The API gave me my first big learning moment: it was my first time using cursor pagination. With the Twitch API you can request only 100 items per call, and cursors work like pages in a newspaper—you can’t jump straight to page 3 without first going through pages 1 and 2. How can I be faster when dealing with big data and therefore many pages? My idea was to fetch only the IDs first; once I have them, I can use faster methods such as multithreading and batch requests, because I no longer need to respect the cursor‑pagination limits for the detailed lookups.

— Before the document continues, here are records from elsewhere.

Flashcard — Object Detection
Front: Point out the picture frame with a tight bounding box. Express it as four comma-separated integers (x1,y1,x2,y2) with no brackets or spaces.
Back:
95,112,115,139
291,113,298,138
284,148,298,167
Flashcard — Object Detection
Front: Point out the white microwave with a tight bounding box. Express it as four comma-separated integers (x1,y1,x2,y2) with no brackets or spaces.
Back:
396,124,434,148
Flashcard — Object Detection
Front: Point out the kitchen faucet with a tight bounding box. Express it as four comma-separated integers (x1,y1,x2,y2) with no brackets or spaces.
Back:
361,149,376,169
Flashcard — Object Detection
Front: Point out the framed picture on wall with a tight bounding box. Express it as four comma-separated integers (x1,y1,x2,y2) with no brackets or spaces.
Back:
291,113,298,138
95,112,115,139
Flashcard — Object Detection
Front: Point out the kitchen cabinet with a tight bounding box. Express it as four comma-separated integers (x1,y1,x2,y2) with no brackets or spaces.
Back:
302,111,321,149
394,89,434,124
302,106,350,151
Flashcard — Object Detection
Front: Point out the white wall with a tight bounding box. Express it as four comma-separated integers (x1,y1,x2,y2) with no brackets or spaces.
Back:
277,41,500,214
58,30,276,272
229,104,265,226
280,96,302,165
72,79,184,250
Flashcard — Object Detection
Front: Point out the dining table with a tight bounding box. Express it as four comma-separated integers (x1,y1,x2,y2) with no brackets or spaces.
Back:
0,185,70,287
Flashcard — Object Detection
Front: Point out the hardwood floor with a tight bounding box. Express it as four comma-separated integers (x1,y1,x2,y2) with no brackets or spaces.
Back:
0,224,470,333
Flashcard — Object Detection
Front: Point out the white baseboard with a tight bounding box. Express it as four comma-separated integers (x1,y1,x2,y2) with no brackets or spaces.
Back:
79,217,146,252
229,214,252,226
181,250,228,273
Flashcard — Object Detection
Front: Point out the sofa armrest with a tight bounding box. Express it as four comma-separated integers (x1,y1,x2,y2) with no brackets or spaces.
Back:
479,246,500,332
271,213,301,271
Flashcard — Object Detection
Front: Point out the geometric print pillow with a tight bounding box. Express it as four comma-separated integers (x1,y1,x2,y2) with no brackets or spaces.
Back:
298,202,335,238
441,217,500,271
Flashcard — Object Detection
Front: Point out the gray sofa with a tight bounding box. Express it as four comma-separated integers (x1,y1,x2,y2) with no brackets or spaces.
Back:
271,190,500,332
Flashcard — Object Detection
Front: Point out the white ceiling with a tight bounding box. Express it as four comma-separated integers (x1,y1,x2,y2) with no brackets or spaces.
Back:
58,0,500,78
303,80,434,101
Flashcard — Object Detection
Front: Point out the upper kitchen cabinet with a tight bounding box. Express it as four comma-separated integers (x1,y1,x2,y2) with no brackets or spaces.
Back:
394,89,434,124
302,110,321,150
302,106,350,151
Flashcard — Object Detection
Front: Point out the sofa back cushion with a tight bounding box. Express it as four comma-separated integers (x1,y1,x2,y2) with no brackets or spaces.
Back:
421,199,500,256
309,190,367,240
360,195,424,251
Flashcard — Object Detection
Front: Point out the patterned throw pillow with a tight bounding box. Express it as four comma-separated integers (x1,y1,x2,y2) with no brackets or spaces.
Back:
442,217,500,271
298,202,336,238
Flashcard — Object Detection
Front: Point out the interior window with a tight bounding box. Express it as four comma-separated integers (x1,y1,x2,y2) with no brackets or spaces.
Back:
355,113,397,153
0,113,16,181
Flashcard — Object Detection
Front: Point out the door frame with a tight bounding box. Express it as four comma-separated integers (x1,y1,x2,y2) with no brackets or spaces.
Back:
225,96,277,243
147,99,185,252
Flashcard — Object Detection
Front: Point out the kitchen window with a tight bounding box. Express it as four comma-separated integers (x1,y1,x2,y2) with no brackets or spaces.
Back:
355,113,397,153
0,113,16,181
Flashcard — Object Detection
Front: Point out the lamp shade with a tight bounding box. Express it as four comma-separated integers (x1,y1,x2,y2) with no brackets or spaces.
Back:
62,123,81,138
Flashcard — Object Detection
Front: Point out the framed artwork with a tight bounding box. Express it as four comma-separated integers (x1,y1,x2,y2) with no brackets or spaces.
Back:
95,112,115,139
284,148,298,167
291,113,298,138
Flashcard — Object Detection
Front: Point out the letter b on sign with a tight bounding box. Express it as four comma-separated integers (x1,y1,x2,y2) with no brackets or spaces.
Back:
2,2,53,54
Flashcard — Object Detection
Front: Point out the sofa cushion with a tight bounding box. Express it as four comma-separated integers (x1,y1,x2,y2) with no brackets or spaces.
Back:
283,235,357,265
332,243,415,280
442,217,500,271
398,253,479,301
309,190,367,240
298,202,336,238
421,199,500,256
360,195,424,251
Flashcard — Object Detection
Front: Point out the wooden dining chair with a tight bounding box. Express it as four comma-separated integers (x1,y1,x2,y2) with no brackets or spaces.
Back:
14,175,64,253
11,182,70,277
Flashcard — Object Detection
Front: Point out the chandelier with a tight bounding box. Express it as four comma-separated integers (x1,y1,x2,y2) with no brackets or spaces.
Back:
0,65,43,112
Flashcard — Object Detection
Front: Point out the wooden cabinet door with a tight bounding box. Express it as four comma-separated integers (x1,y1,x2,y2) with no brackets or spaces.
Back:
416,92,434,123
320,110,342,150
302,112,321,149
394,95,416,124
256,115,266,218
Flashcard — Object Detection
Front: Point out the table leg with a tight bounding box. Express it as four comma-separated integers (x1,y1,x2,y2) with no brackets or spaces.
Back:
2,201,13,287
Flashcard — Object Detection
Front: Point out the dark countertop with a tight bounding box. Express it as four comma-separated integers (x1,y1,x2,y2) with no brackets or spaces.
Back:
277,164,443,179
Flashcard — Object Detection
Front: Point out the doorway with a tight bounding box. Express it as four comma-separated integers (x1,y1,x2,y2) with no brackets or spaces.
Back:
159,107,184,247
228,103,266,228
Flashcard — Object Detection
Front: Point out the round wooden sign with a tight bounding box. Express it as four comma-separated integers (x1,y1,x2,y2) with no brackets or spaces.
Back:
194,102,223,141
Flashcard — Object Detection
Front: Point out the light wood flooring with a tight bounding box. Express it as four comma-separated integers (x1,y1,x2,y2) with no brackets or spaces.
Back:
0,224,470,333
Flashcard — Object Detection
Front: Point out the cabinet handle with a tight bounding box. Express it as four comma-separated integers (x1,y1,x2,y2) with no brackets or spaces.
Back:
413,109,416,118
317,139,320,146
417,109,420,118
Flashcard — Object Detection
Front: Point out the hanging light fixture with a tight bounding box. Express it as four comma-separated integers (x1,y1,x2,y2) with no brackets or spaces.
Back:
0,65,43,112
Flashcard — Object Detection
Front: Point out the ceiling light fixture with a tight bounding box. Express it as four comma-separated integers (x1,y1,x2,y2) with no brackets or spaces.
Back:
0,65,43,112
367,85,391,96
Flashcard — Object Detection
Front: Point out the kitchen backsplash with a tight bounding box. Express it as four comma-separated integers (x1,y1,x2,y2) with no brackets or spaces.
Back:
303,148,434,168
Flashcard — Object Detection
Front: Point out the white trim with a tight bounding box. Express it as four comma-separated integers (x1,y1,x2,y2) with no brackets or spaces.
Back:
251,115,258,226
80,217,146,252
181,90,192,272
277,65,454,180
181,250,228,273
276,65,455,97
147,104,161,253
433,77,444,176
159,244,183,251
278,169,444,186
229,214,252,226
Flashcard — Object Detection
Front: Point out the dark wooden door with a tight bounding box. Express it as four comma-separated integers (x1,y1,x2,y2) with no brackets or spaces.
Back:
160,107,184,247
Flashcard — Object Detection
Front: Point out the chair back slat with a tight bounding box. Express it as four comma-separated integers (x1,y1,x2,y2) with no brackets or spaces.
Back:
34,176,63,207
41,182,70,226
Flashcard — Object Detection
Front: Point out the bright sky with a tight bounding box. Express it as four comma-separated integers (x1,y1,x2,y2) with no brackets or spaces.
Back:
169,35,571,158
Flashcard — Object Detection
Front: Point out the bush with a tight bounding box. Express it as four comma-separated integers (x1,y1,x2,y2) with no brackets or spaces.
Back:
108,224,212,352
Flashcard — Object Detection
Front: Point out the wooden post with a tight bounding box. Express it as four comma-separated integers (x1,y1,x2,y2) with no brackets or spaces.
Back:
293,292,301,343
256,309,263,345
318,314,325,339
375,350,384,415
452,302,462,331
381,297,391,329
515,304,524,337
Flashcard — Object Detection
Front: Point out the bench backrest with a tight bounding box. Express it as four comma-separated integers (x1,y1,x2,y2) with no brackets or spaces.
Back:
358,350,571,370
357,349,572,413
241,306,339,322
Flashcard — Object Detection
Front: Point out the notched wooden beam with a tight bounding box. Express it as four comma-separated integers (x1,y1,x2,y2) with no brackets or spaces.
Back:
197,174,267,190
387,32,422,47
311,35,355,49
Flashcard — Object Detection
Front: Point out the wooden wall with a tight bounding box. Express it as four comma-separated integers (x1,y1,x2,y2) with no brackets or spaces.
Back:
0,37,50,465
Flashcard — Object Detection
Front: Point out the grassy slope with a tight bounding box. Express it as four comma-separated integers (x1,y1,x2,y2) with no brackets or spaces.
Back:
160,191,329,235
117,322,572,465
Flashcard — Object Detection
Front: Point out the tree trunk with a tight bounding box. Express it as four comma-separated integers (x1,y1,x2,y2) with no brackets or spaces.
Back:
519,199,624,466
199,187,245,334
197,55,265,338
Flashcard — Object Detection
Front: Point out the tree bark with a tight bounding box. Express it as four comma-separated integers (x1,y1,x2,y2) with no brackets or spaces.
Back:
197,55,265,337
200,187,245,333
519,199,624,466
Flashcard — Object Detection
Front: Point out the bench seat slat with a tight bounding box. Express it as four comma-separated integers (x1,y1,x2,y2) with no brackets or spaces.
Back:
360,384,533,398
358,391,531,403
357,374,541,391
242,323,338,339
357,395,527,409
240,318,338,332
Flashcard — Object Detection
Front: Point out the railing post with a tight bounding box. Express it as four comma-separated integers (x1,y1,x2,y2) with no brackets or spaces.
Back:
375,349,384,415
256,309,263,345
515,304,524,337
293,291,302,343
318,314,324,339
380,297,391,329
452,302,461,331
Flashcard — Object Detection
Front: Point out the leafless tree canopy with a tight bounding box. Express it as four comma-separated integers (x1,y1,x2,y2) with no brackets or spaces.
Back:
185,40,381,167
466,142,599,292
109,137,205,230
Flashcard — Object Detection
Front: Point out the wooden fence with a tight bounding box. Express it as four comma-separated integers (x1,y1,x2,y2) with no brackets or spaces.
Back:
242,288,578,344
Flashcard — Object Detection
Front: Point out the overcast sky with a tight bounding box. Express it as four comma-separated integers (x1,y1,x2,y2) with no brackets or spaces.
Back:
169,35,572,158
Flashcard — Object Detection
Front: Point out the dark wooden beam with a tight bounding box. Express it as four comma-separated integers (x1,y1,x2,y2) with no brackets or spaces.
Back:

Multi‑threaded requests in Python
My initial idea was to use ThreadPoolExecutor
(TPE) to send requests in parallel. With TPE we can perform parallel network calls: given all the IDs in a JSON file, we can scale up and send hundreds of requests simultaneously, making the process faster and more efficient. Imagine a store with one cashier and a long line. Each customer must swipe a card and wait for the bank’s approval before paying; most of that time, the cashier just stands there. If we hire ten cashiers (spawn ten threads with ThreadPoolExecutor
), they can start serving new customers while the earlier ones wait for the bank. Because the bottleneck is the bank’s response (network I/O), not the cashier’s math skills (CPU), adding cashiers drastically reduces total waiting time—up to the point where we hit the store’s rate limit.
To further optimize my pipeline, I’ve also explored another technique to handle large datasets efficiently.
Batch Requests to Boost Efficiency
Alongside multithreading, I’ve also implemented batch requests to optimize data retrieval from the Twitch API. Batch requests allow me to group multiple queries into a single HTTP request, reducing the number of network calls when fetching details for hundreds of user or stream IDs. Instead of requesting data for each ID individually, I send a 'shopping list' of IDs in one go, and the server returns all the data in a single response, saving time and avoiding rate limits.
This approach taught me to balance batch sizes with API constraints while maximizing efficiency. Combined with multithreading, batching makes my pipeline faster and more scalable for real-time analysis. If you’ve worked with batch processing or API optimizations, I’d love to hear your insights.